West v. Atkins - 487 U.S. 42 (1988)
U.S. Supreme Court
West v. Atkins, 487 U.S. 42 (1988)
West v. Atkins
Argued March 28, 1988
Decided June 20, 1988
487 U.S. 42
Respondent, a private physician under contract with North Carolina to provide orthopedic services at a state prison hospital on a part-time basis, treated petitioner for a leg injury sustained while petitioner was incarcerated in state prison. Petitioner was barred by state law from employing or electing to see a physician of his own choosing. Alleging that he was given inadequate medical treatment, petitioner sued respondent in Federal District Court under 42 U.S.C. § 1983 for violation of his Eighth Amendment right to be free from cruel and unusual punishment, relying on Estelle v. Gamble, 429 U. S. 97. The court entered summary judgment for respondent, holding that, as a "contract physician," respondent was not acting "under color of state law," a jurisdictional prerequisite for a § 1983 action. The Court of Appeals ultimately affirmed.
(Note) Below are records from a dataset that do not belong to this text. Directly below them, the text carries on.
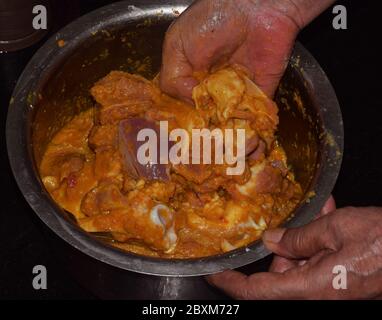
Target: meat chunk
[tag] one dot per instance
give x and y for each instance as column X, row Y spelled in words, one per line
column 122, row 95
column 129, row 146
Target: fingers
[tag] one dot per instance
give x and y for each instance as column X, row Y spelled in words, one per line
column 302, row 242
column 176, row 72
column 281, row 264
column 260, row 286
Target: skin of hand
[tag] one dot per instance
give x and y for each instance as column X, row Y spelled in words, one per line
column 306, row 256
column 256, row 34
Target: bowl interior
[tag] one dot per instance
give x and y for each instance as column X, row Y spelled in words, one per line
column 56, row 86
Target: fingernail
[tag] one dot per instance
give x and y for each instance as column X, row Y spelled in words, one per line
column 273, row 236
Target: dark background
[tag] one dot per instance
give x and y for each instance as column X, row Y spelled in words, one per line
column 352, row 60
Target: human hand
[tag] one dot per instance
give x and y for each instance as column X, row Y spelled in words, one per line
column 349, row 237
column 256, row 34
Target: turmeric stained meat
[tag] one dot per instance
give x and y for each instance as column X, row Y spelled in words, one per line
column 90, row 168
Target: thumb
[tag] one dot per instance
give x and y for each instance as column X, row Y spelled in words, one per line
column 303, row 242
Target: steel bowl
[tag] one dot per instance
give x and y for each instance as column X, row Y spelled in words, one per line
column 128, row 36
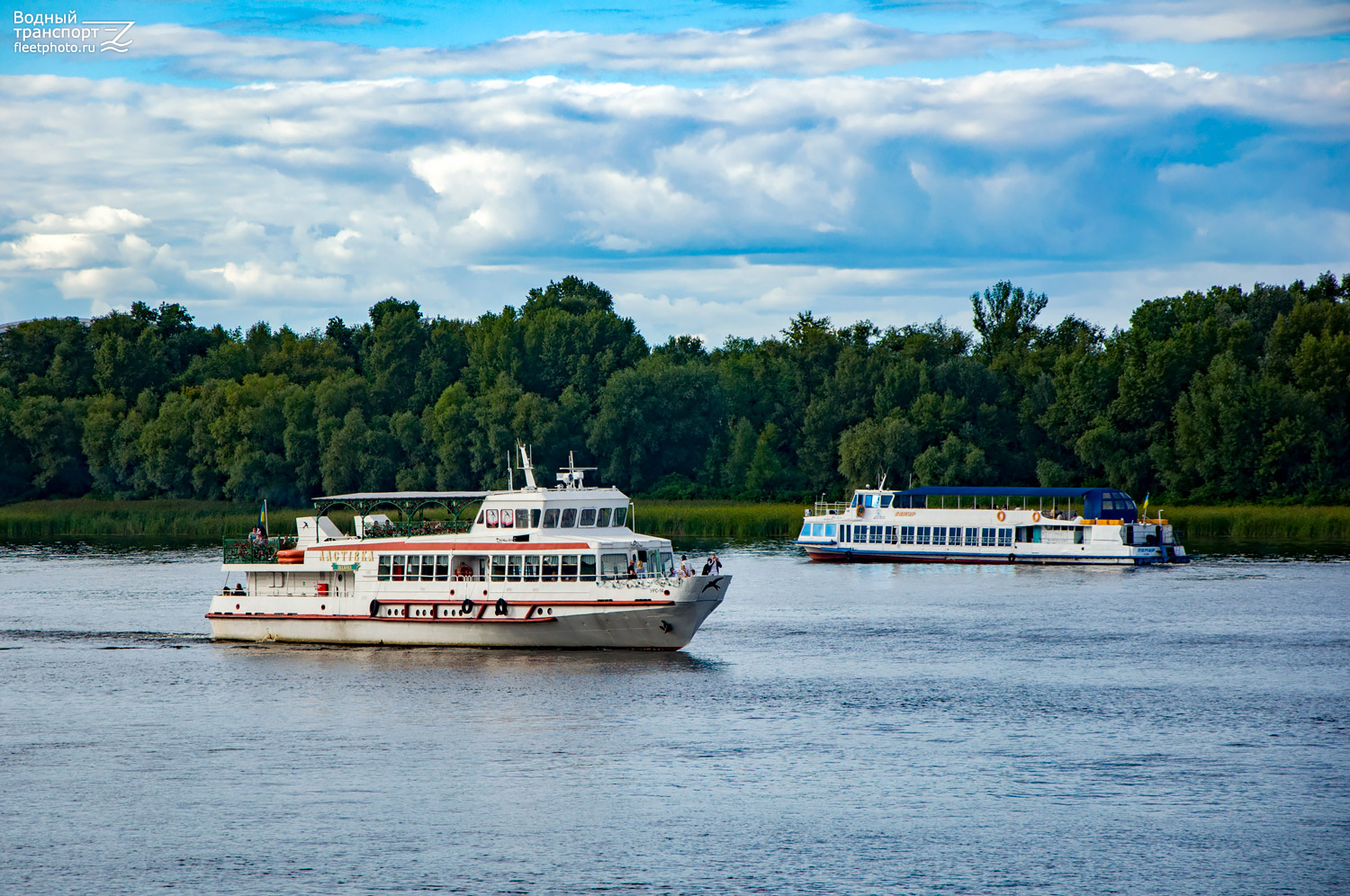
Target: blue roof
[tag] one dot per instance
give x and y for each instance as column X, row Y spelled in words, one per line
column 983, row 491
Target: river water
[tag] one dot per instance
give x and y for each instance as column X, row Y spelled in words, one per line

Held: A physician who is under contract with the State to provide medical services to inmates at a state prison hospital on a part-time basis acts "under color of state law," within the meaning of § 1983, when he treats an inmate. Pp. 487 U. S. 48-57.
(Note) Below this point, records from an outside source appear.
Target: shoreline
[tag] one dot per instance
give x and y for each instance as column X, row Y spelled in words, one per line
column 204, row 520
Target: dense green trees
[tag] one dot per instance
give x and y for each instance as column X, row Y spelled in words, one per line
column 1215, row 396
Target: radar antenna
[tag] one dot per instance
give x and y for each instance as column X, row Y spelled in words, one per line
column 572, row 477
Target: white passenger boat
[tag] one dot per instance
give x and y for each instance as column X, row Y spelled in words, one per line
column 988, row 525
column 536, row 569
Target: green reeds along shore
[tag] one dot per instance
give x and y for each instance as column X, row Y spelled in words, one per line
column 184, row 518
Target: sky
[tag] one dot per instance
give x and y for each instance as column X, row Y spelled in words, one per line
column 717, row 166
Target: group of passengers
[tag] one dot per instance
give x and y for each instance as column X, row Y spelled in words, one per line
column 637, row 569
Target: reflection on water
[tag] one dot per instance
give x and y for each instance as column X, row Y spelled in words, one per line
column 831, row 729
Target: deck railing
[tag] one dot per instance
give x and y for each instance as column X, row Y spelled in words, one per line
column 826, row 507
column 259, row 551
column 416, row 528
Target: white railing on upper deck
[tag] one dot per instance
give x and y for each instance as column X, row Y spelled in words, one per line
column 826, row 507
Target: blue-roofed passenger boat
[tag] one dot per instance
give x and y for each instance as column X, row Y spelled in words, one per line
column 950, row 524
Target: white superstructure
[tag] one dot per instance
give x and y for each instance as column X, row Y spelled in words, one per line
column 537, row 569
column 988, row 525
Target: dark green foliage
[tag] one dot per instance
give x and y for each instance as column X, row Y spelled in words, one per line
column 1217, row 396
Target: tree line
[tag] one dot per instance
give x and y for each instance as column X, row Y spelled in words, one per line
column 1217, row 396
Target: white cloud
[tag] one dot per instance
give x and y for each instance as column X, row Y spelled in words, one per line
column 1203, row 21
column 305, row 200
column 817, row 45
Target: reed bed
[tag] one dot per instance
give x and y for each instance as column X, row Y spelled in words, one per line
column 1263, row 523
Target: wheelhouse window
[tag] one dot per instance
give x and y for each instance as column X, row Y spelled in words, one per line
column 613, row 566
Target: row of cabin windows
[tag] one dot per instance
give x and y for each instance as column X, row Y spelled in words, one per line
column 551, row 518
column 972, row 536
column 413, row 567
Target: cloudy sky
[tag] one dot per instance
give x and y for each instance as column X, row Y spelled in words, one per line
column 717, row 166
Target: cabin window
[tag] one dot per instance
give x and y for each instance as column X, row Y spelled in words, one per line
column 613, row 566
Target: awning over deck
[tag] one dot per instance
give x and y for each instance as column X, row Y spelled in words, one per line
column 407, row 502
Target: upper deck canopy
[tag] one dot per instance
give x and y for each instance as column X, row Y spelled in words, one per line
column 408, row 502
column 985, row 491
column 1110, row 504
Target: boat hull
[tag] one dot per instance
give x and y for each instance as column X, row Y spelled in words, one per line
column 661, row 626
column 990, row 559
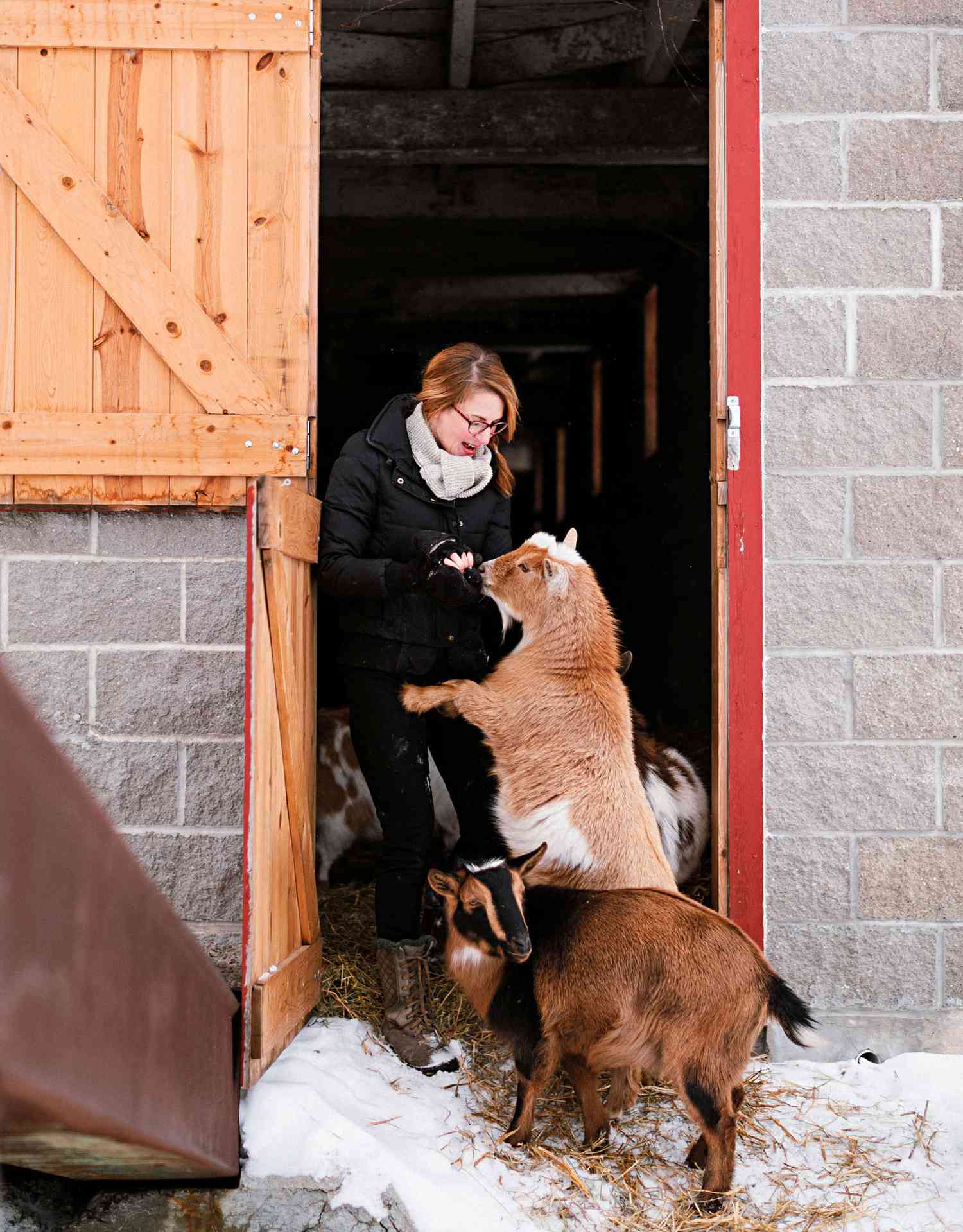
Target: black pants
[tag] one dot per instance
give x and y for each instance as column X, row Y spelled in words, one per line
column 392, row 748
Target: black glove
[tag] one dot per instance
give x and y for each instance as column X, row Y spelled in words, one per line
column 428, row 573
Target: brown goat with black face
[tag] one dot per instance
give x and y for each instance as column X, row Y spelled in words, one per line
column 615, row 980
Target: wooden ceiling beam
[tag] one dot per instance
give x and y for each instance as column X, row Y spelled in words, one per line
column 587, row 127
column 672, row 21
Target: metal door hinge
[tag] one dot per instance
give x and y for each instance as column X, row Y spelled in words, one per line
column 732, row 434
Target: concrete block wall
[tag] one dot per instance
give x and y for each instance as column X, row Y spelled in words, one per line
column 126, row 632
column 862, row 147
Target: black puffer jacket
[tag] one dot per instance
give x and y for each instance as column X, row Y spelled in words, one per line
column 376, row 501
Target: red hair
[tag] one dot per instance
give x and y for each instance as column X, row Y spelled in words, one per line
column 453, row 374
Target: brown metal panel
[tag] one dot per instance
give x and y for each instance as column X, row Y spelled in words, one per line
column 116, row 1055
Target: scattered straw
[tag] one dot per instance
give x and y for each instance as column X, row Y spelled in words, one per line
column 819, row 1177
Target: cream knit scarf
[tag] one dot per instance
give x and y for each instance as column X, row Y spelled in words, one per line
column 446, row 474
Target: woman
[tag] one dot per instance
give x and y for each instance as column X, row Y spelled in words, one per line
column 413, row 505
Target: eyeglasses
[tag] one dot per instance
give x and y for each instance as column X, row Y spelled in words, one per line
column 476, row 426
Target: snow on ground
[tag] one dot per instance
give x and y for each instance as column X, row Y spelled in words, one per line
column 853, row 1145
(a) If a defendant's alleged infringement of the plaintiff's constitutional rights satisfies the state action requirement of the Fourteenth Amendment, the defendant's conduct also constitutes action "under color of state law" for § 1983's purposes, since it is "fairly attributable to the State." Lugar v. Edmondson Oil Co., 457 U. S. 922, 457 U. S. 935, 457 U. S. 937. Thus, a state employee generally acts under color of state law when, while performing in his official capacity or exercising his official responsibilities, he abuses the position given to him by the State. Polk County v. Dodson, 454 U. S. 312, distinguished. Pp. 487 U. S. 49-50.
(b) The Court of Appeals erred in concluding that defendants are removed from § 1983's purview if they are professionals acting in accordance with professional discretion and judgment, and that professionals may be liable under § 1983 only if exercising custodial or supervisory authority. The court's analogy between respondent and the public defender in Polk County, supra, is unpersuasive. Pp. 487 U. S. 50-54.
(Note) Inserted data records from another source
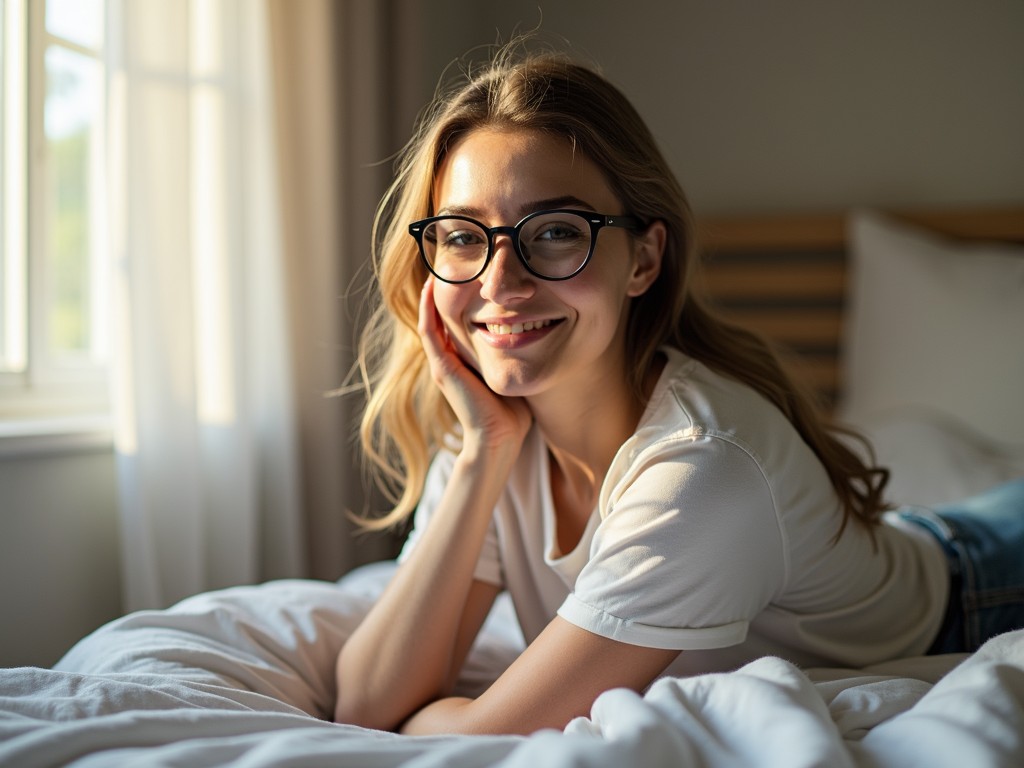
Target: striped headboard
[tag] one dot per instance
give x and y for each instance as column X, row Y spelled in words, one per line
column 784, row 275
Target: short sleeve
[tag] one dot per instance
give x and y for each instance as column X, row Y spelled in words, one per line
column 689, row 550
column 488, row 566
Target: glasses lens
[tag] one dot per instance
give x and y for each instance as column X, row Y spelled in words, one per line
column 456, row 248
column 555, row 245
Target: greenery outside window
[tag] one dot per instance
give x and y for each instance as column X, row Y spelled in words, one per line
column 53, row 264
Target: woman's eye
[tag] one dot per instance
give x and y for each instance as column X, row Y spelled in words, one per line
column 558, row 231
column 462, row 238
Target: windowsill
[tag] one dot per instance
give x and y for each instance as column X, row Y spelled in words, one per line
column 20, row 437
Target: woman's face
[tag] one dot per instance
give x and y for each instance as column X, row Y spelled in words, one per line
column 525, row 335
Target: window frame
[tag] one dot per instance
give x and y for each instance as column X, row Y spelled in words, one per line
column 42, row 398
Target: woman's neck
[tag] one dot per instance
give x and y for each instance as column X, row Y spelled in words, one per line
column 585, row 430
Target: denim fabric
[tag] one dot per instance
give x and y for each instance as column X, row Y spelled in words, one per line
column 983, row 539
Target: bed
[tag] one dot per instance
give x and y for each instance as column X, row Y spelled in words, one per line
column 907, row 324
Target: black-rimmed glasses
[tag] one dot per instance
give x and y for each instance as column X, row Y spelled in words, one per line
column 552, row 245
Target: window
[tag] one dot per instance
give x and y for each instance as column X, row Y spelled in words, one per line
column 53, row 270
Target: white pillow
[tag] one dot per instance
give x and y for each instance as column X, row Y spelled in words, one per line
column 935, row 324
column 935, row 460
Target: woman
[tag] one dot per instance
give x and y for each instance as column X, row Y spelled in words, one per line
column 647, row 482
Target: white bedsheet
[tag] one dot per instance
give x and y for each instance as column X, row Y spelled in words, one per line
column 243, row 677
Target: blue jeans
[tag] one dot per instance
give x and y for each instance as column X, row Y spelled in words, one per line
column 983, row 539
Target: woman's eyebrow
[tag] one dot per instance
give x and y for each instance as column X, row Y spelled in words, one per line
column 565, row 201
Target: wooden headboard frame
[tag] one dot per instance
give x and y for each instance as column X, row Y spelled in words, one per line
column 784, row 275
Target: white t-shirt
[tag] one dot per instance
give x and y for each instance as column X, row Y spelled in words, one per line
column 714, row 535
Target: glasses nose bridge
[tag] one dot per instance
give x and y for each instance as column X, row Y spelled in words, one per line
column 513, row 235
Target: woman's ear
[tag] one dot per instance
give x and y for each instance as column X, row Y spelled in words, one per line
column 649, row 249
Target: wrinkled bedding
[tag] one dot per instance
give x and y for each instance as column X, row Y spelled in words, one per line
column 244, row 677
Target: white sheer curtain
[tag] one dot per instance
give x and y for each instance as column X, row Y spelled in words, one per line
column 204, row 406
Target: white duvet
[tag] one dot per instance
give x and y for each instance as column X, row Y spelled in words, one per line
column 244, row 677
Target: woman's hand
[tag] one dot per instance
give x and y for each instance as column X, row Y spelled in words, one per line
column 488, row 420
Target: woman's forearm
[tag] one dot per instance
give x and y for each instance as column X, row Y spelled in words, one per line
column 401, row 655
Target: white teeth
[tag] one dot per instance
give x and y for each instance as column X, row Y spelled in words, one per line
column 516, row 328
(c) Respondent's conduct in treating petitioner is fairly attributable to the State. The State has an obligation, under the Eighth Amendment
and state law, to provide adequate medical care to those whom it has incarcerated. Estelle, supra, at 429 U. S. 104; Spicer v. Williamson, 191 N.C. 487, 490, 132 S.E. 291, 293. The State has delegated that function to physicians such as respondent, and defers to their professional judgment. This analysis is not altered by the fact that respondent was paid by contract, and was not on the state payroll, nor by the fact that respondent was not required to work exclusively for the prison. It is the physician's function within the state system, not the precise terms of his employment, that is determinative. Pp. 487 U. S. 54-57.
815 F.2d 993, reversed and remanded.
BLACKMUN, J., delivered the opinion of the Court, in which REHNQUIST, C.J., and BRENNAN, WHITE, MARSHALL, STEVENS, O'CONNOR, and KENNEDY, JJ., joined. SCALIA, J., filed an opinion concurring in part and concurring in the judgment, post, p. 487 U. S. 58.